Из глубины лагеря медленно, не теряя достоинства, притрусил большой черно-белый пес с закрученным хвостом и, сев возле забора, уставился на человека умными карими глазами. Лаять он не собирался.
— Скучаешь? — спросил Кулагин, просовывая между штакетинами руку. Пес ткнулся под нее головой и от наслаждения закрыл глаза.
— Скучаешь, — утвердительно повторил Андрей Емельянович, шевеля пальцами в густой шерсти. — Ну, ничего, скоро приятели твои, пионеры, приедут, будут тебе и пляски и ласки. Все переменится, все... Как гласит классическая латынь: «Темпора мутантур эт нос мутамур ин иллис», что значит: «Времена меняются, и мы меняемся с ними...» Черта с два! Не меняемся мы, не хотим меняться. Мы даже гордимся, какие мы неизменные, непреклонные...
Пес, склонив голову набок, не отрываясь смотрел прямо в глаза — очевидно, не был знаком с сочинением известного биолога, который утверждал, что собаки не выносят человеческого взгляда.
— А может, я ошибаюсь? — продолжал свой монолог Андрей Емельянович. — Может быть, мы со временем все-таки становимся другими?
Кулагин готов был поклясться, что губы собаки искривились в подобии улыбки.

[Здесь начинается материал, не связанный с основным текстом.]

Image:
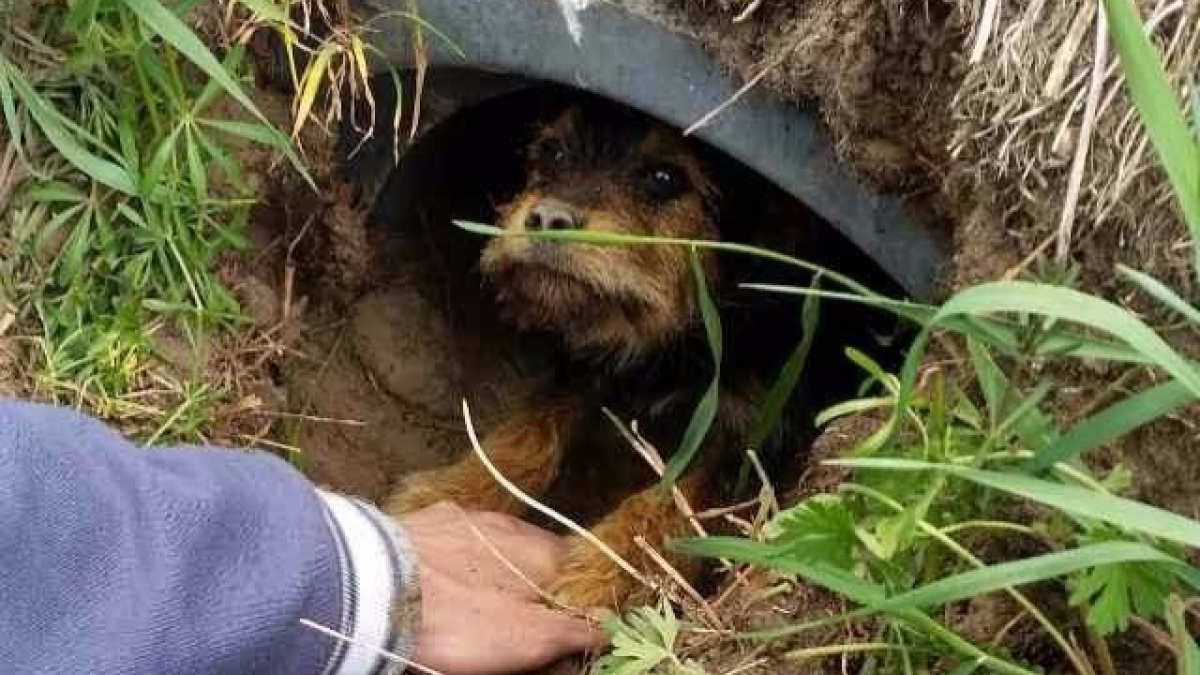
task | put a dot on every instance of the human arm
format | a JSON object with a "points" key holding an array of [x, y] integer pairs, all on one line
{"points": [[190, 561]]}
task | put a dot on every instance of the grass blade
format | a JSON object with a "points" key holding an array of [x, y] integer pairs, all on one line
{"points": [[1020, 572], [1159, 109], [706, 411], [1024, 297], [171, 28], [790, 376], [61, 132], [1084, 503], [1114, 422], [615, 239]]}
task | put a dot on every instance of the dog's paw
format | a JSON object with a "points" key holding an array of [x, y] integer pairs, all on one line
{"points": [[591, 580]]}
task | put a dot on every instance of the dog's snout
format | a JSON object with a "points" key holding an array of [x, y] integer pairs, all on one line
{"points": [[552, 215]]}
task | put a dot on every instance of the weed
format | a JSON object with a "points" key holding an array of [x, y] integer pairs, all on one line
{"points": [[115, 108]]}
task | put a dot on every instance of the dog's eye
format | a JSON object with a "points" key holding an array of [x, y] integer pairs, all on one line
{"points": [[664, 181], [551, 151]]}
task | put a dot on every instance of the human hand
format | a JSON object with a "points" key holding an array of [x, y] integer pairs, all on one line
{"points": [[478, 616]]}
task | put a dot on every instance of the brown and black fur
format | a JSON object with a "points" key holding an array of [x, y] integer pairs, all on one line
{"points": [[623, 326]]}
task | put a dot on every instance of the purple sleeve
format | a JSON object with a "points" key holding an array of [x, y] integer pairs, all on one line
{"points": [[185, 561]]}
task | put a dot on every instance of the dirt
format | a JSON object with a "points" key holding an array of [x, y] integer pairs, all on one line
{"points": [[873, 69]]}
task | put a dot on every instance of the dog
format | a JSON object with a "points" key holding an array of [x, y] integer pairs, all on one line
{"points": [[624, 327]]}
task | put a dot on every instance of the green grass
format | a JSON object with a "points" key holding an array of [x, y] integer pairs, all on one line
{"points": [[123, 118]]}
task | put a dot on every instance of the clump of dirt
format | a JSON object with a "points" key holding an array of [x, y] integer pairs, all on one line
{"points": [[877, 71], [981, 112]]}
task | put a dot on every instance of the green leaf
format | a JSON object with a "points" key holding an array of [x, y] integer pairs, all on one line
{"points": [[772, 556], [617, 239], [171, 28], [1084, 503], [1159, 109], [1072, 305], [63, 133], [819, 530], [1018, 573], [1114, 593], [1113, 423], [790, 376], [706, 411]]}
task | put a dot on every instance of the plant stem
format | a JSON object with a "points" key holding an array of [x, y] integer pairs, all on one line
{"points": [[1080, 665]]}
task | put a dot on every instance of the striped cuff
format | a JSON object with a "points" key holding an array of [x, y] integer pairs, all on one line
{"points": [[381, 592]]}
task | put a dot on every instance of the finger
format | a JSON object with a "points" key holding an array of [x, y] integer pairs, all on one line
{"points": [[513, 543], [562, 634]]}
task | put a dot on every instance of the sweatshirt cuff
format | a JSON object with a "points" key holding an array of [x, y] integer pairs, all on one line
{"points": [[381, 591]]}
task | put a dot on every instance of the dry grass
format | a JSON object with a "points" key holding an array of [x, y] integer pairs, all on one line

— Ну вот, ты смеешься. Нехорошо, пес. Все-таки я — гомо сапиенс, человек разумный. Разумный — значит, могу размышлять, сравнивать, делать выводы, а у тебя только инстинкты, рефлексы и никакого сознания. Вот кто у вас вожак? Тот, кто лучше всех хватает за горло. Своего — для дисциплины, чужака — для расправы, А у нас, людей, иначе, у нас за горло хватать нельзя. Потому что если хватать за горло, в коллективе останутся одни шавки. Знаешь, такие, которые чуть что переворачиваются на спинку кверху лапками. И получится мерзость... Трудно, псина, быть вожаком, ох как трудно: иногда надо и рыкнуть, а иногда и сделать вид, что ничего не заметил. Потому что люди, как, впрочем, и собаки, обладают чувством собственного достоинства, и когда вожаки, забывая об этом, предпочитают только рычать, такое лидерство плохо кончается для всех. В том числе и для самого вожака.